The payment that a worker receives may be equal to white collar job but they are often uncapable of benefits such as vacation leave, health care and bonuses.
Green Collar Jobs
Green-Collar Workers or Green Jobs benefit the environment in terms of reducing waste and pollution and sustaining natural resources. Green jobs bring a community to a cleaner path and energy efficient future.
In general, Green-Collar workers satisfy the demand for green development. They implement environmentally conscious design, policy, and technology to improve conservation, sustainability and clean renewable.
Green collar workers include environmental consultants, electricians who install solar panels, green building architects, solar energy and wind energy engineers and installers, nuclear engineers, organic farmers, environmental lawyers and ecology educators or other workers involved in clean, renewable, sustainable future energy development.
As stated, US President Barack Obama promises to spend $150 billion to create millions of new green-collar jobs in America.
White Collar Jobs
White Collar Jobs, also known as white collar workers involve salaried professionals, clerical workers, sales, advertising, customer service, administrative and managerial occupations.
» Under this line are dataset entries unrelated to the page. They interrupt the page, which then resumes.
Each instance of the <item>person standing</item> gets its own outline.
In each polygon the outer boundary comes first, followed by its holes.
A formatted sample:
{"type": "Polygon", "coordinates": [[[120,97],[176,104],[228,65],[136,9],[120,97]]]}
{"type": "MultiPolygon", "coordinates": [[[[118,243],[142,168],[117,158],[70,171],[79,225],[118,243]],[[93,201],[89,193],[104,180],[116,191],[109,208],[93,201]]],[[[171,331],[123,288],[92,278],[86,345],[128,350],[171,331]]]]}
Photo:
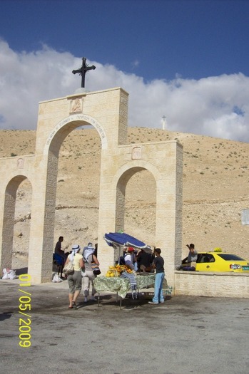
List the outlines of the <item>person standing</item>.
{"type": "Polygon", "coordinates": [[[149,304],[158,304],[159,303],[164,303],[164,297],[163,294],[163,284],[164,279],[164,259],[161,256],[161,250],[160,248],[155,249],[155,259],[153,262],[153,267],[156,269],[156,279],[154,285],[154,297],[152,301],[149,301],[149,304]]]}
{"type": "Polygon", "coordinates": [[[96,290],[93,286],[93,281],[96,276],[93,274],[93,271],[91,269],[91,262],[95,262],[99,266],[99,262],[97,257],[94,254],[95,248],[91,241],[88,244],[87,246],[85,246],[83,251],[83,257],[85,262],[84,269],[82,271],[82,283],[83,289],[84,293],[84,303],[88,302],[88,296],[89,296],[90,284],[91,284],[91,300],[96,301],[94,296],[96,293],[96,290]]]}
{"type": "Polygon", "coordinates": [[[56,254],[59,254],[59,256],[61,256],[61,257],[63,258],[63,262],[65,263],[67,256],[65,254],[64,251],[61,249],[61,243],[63,241],[64,238],[63,237],[59,237],[57,243],[56,244],[56,246],[54,248],[54,253],[56,254]]]}
{"type": "Polygon", "coordinates": [[[73,274],[68,275],[67,280],[69,286],[69,309],[76,308],[76,300],[81,293],[82,287],[81,269],[84,267],[82,254],[78,252],[81,247],[78,244],[72,246],[72,252],[66,259],[65,265],[70,260],[73,264],[73,274]]]}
They perform in an office environment, which is the opposite of blue collar jobs.
These jobs are usually considered to be career-level vocations and are still encouraged to wear actual white collars or fabrics.
Pink Collar Jobs
A Pink Collar Job is traditionally for women. The difference between a white collar job and pink collar job lies on gender.
Pink Collar Jobs involves occupations such as teacher, secretary, nanny, nurse, cosmetologist, maid, receptionist, waitress, florist and flight attendant.
These jobs are mostly performed in a clean and safe environment, which are not expose to dangers or hard physical work. These careers did not required workers much professional trainings unlike white collar professions.
6 comments :
I didn't know there were blue, green and pink collar jobs. I have to admit, I chuckled at 'florist' and 'flight attendant'. That's about as generalized and borderline-sexist as it gets.
Interesting. Thank you for enlightening me.
Michael.
Do you hate it too?
"If you're going through Hell, keep going."
Holy Holism!
Hello, Michael! Thank you for your comments.
Interesting that you say the only difference between White Collar and Pink Collar is gender. Then go on to say that pink collar jobs don't require much education. I intend to launch a website with the focus on Pink Collar, to be called the Pink Collar Society. With the emphasis being that Pink Collar is different than White Collar in gender only :) Business owner, VP, CEO, Secretary, Manager...who cares? I do - that you're a woman that is! LOL Let's make Pink Collar something to aspire to in 2010, heh?
Thanks, Charlene! You're such a keen reader. Yeah, I put emphasis on 'gender'. But, I didn't say or write that it is the 'ONLY' difference between the white collar and pink collar jobs. Good luck to your new website. It will be really interesting. Yeah, Pink Collar for 2010! I'm with you! =)
You're wrong about the "pink collar" job description. You need to get a degree at university to become a nurse. And for your information, a hospital is not a clean environment, nor is it a "safe" place. Nursing involved a lot of manual labour as well. Whoever wrote this is obviously uneducated and ignorant or has a very archaic way of thinking.
Teachers need a lot of training, and schools are not necessarily clean or safe either.